Bunun üzerine sevgili Taylan Tanay DİSK Başkanı'na bir mektup yazmış. O mektubun bazı kısımlarını sizlerle paylaşmak istiyorum.
"AV. TAYLAN TANAY'DAN DİSK BAŞKANINA AÇIK MEKTUP!
Sayın Kani BEKO
Devrimci İşçi Sendikaları Konfederasyonu Başkanı
Genel Başkanlığını yürüttüğünüz GENEL - İŞ Sendikası'nda Ocak 2012 yılından itibaren kadrolu avukat olarak çalışmaktayken 2 Ağustos 2013 tarihinde "6 aylık tutukluluk" nedeniyle işten atıldım.
Altında sizin ve genel sekreteriniz Remzi ÇALIŞKAN'ın imzası bulunan karar Ramazan Bayramından 1 gün önce elime ulaştı. Hiçbir masraftan kaçınmayarak APS marifetiyle bayrama yetiştirdiğiniz için ayrıca teşekkür (!) ederim. İşveren sıfatına da sahip olmanız hasebiyle unutmuş olabileceğinizi düşünerek bazı hatırlatmalarda bulunmak istiyorum. Kuşkusuz salt işveren sıfatını taşısaydınız bu hatırlatmalara gerek kalmazdı. Buna karşın çalıştığım kurumun Türkiye İşçi sınıfının öncü sendikası olması yine adında "Devrimci" ibaresi başta size olmak üzere hepimize bazı tarihsel sorumluluklar yüklüyor. Yine hakkımda yaptığınız işlem en kibar tanımıyla bu sorumlulukları unuttuğunuzu gösteriyor. İş akdimin feshi dolayısıyla yapılan açıklama üzerine "yasaları uyguladık" şeklindeki cevabınızı gazetede okudum. İş akdimin feshedilmesini yasal bir işlem olarak nitelendiriyorsunuz. Evet İş Kanunu işverene, işçisinin 6 ay tutuklu kalması halinde iş akdini haklı nedenle feshedebileceğini düzenliyor. Dikkat ederseniz bir zorunluluk değil - bileceği yazıyor. Yani bir zorunluluklar değil tercihten bahsediyor. Ve siz beni işten attınız. O arkasına gizlediğiniz yasa bu gerçeği saklayamayacak kadar minnacık." Mektup devam ediyor. "...18 Ocak 2013 tarihinde tutuklandım. Devrimcilerin, işçilerin, yoksulların avukatlığını yürüttüğüm gerekçesiyle suçlanıyorum. 24 Aralık 2013 tarihinde neden grevlere, işçi eylemlerine katıldığım sorusuna cevap vermem istendiğinde sendikadaki işinden atılmış bir emekçi olarak, işçi sınıfının mücadelesine olan inancımla cevap vereceğim. Bugün tüm topluma, toplumsal, siyasal, sendikal muhalefete yönelik açık bir terör uygulanıyor. Dünyanın en büyük siyasi tutsak kitlesine sahibiz. Onlarca sendikacı, yüzlerce işçi tutuklu. Sizin de altında imzanız bulunan birçok bildiri ve metinde siz bu durumu doğru ve haklı olarak "Faşizm" olarak nitelendiriyorsunuz. Dahası Faşizme teslim olmayacağınızı belirtiyorsunuz. Buna/bize yönelik teröre beni işten atarak mı mücadele ediyorsunuz?" Sevgili Taylan mektubunu bitirirken, çok önemli bir gerçeği anımsatıyor. "… Benim/bizim işçi sınıfıyla DİSK ile olan bağımız o feshettiğiniz iş akdine dayanarak kurulmadığı için ben sadece işimi kaybettim. Oysa siz tarihinizi, sınıfınızı..."
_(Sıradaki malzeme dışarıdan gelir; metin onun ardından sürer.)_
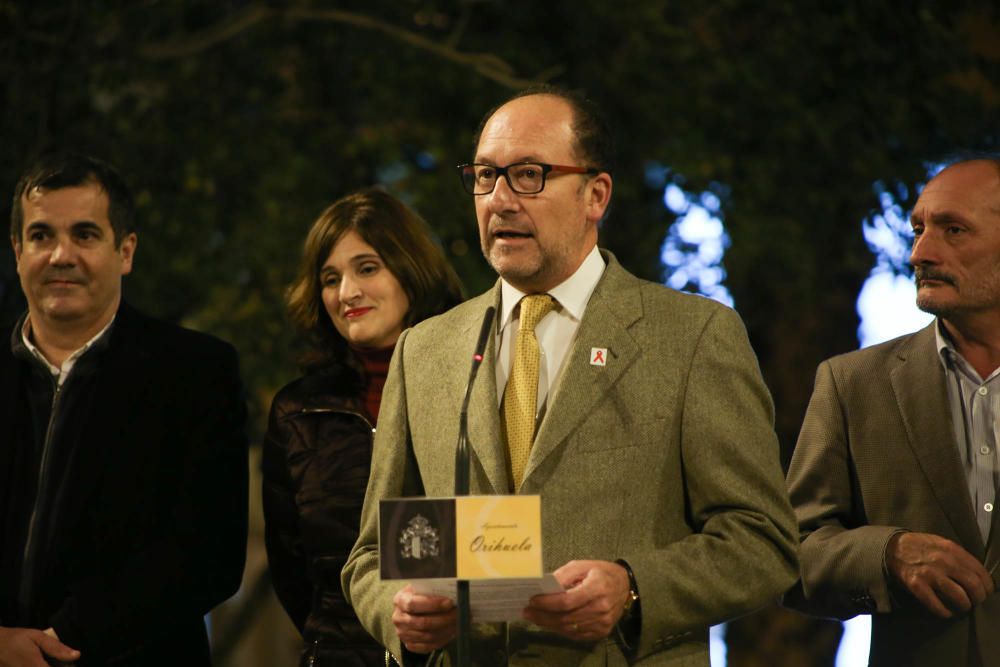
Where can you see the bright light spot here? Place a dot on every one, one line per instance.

Yaşananlar ve paylaştığım bu mektup her zaman olduğu gibi çifte standartlarla yaşadığımızın çok açık bir göstergesi sanırım. Sevgili Taylan'ın işten çıkarılması bir seçim yapıldığını gösteriyor.
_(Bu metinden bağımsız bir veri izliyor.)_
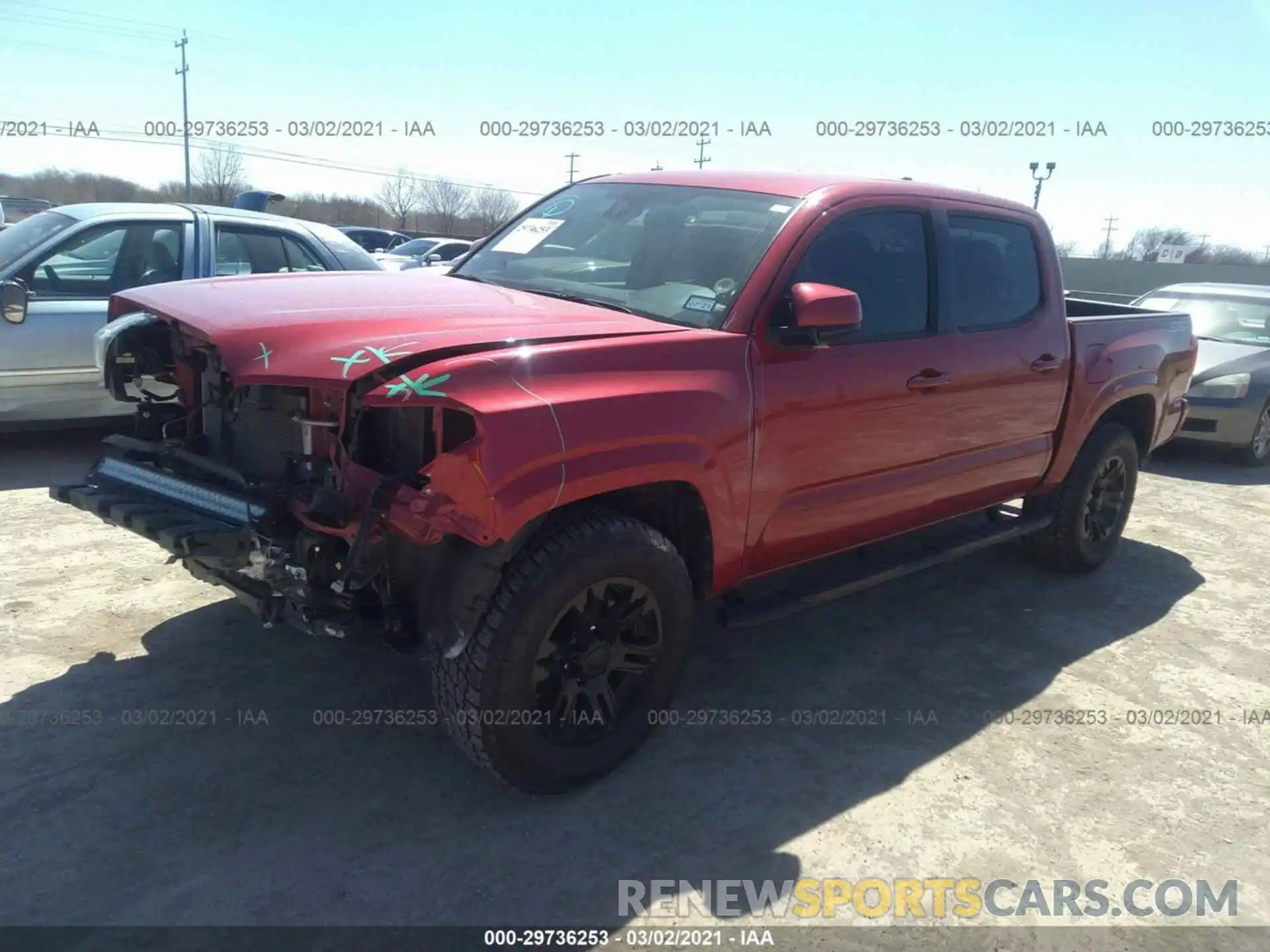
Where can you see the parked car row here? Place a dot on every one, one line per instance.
(1230, 397)
(71, 259)
(15, 210)
(644, 391)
Suriye'de Esad'ın kimyasal silah kullandığını iddia ederek işgal hazırlıkları yapan, Irak'ı benzer sanrılarla işgal eden ABD ve diğer emperyalist blok Bosna'da etnik temizlik yapılırken sessiz kalmayı seçiyor, Rojava'da yaşanan katliama, Roboski'de çocukların bombalanıp katledilmesine, Gezi sürecinde dövülerek, gaz fişekleriyle gençlerin öldürülüp, onlarcasının kör edilmesine sessiz kalıp, Mavi Marmara saldırısına, Bosna'da yaşanan katliama lanet eden tutum da açık bir seçimdir. Ortadoğu kan gölüne dönüşürken, seçimleri doğru yapmak gerekir.
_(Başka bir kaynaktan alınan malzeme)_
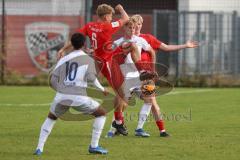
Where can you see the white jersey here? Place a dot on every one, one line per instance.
(129, 70)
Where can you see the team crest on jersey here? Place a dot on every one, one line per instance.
(43, 40)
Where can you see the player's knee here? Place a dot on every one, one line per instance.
(99, 112)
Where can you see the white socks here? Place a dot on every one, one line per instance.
(97, 130)
(45, 131)
(146, 108)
Türkiye'nin en büyük sınıf hareketinin Taylan Tanay'ın iş akdini feshetme seçimi, emperyalistlerin çıkarları doğrultusunda yaptıkları savaştan yana seçimlerden önemsiz değildir. Barış için yükselen seslerinin inandırıcılığında, her seçim bir diğeri kadar değer taşıyacaktır.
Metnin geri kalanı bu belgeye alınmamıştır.